The parents of a seventh grade student suspected of opening fire at Sparks Middle School in Nevada may face charges if the gun he used came from home, police said.
A teacher was killed and two students were wounded in the shooting before the suspect turned the gun on himself.
Sparks Police Department Deputy Chief Tom Miller said investigators believe the 12-year-old brought the Ruger 9mm semi-automatic handgun from his home, but authorities have still not confirmed the gun's origins.
When asked by reporters if the parents could face charges for not keeping the gun away from the child, Miller said, "that is basically a question for the local prosecutor, but the potential is there."
More than half of US states, including Nevada, have a Child Access Prevention (CAP) law but the strength of the laws varies from state to state.
Nevada prohibits only intentional, knowing, or reckless provision of firearms to minors, which may nor may not apply in this case.
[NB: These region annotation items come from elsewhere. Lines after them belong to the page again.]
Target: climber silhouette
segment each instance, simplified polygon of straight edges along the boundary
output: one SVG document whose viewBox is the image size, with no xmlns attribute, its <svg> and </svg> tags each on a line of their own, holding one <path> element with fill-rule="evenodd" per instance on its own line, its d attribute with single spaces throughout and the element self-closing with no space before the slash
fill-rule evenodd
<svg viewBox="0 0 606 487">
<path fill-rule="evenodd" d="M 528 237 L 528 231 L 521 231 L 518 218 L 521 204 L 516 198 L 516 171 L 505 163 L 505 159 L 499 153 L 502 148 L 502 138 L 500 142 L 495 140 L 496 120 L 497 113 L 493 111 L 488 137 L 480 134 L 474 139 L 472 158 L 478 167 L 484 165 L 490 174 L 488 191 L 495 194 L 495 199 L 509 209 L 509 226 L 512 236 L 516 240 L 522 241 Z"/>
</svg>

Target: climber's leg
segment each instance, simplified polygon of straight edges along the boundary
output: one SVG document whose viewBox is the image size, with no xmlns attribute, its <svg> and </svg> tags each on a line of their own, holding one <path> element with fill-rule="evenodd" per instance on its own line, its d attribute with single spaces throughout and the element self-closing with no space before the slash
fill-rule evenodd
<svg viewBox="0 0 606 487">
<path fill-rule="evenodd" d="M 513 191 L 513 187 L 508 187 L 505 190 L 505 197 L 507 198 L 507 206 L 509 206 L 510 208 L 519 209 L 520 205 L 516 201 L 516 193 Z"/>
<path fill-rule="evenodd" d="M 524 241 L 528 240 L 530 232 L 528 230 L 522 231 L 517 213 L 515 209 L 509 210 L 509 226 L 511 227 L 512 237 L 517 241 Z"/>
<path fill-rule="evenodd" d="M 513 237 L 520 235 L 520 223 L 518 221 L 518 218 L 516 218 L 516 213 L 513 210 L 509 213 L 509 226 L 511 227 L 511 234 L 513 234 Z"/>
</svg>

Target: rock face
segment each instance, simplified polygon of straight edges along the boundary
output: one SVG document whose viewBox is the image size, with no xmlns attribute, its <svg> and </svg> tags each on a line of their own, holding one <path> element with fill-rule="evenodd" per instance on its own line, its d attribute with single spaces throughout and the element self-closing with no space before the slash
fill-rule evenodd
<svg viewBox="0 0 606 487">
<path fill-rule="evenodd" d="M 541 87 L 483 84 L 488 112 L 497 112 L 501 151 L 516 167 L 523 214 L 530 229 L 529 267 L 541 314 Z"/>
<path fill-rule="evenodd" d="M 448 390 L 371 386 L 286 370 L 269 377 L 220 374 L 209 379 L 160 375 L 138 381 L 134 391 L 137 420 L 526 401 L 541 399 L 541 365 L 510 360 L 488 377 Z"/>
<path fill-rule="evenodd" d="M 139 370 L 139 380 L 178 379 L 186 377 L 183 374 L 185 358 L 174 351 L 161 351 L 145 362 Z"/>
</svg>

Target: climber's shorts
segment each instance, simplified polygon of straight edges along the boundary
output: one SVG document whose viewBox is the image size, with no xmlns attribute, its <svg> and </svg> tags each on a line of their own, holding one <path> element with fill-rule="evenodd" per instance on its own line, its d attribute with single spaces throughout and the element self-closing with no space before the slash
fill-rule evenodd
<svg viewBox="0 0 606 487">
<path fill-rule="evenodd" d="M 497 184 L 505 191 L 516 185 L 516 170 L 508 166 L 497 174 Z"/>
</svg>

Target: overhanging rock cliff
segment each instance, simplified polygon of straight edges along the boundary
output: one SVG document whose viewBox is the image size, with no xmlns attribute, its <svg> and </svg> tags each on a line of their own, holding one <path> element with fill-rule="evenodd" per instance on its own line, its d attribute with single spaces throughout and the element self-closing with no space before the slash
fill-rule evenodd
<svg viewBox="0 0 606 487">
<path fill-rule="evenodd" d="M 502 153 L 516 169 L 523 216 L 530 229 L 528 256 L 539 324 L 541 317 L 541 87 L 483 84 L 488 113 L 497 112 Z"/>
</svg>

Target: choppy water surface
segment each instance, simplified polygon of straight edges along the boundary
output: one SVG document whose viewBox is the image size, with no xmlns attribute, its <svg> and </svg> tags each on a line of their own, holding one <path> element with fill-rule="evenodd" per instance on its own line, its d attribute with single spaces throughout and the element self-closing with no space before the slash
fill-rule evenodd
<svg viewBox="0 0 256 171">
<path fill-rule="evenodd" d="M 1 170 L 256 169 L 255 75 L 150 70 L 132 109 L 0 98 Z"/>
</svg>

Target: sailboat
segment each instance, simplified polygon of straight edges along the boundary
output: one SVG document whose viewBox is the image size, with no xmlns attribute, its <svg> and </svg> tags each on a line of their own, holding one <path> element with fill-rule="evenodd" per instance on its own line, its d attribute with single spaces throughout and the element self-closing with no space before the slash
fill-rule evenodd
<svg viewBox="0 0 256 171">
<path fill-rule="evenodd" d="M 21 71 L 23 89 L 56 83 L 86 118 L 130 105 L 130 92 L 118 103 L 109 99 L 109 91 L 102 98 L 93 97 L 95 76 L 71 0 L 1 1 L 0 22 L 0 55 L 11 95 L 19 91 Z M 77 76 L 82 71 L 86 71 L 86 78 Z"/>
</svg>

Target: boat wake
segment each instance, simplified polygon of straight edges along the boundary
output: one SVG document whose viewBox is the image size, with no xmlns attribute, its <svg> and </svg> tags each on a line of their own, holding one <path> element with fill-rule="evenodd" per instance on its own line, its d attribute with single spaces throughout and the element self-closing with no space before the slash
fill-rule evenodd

"It's a fairly straightforward civil liability case that a parent can be held liable for failing to adequately secure a gun away from a young person, and there have been a number of civil suits over the years, and a number of reported cases around the country of holding gun owners to the highest degree of care in securing their weapons," Jonathan Lowy, director of the Legal Action Project at the Brady Center to Prevent Gun Violence, told the Christian Science Monitor.
Police are still looking for a motive in the shooting that killed the popular teacher Michael Landsberry and wounded two other seventh graders.
Landsberry is being hailed as a hero for trying to stop the gunman and stalling him for precious seconds so other students could flee the area.
"He truly is a hero," Washoe County School District Superintendent Pedro Martinez said. "He was a beloved teacher, beloved father. He will not be forgotten."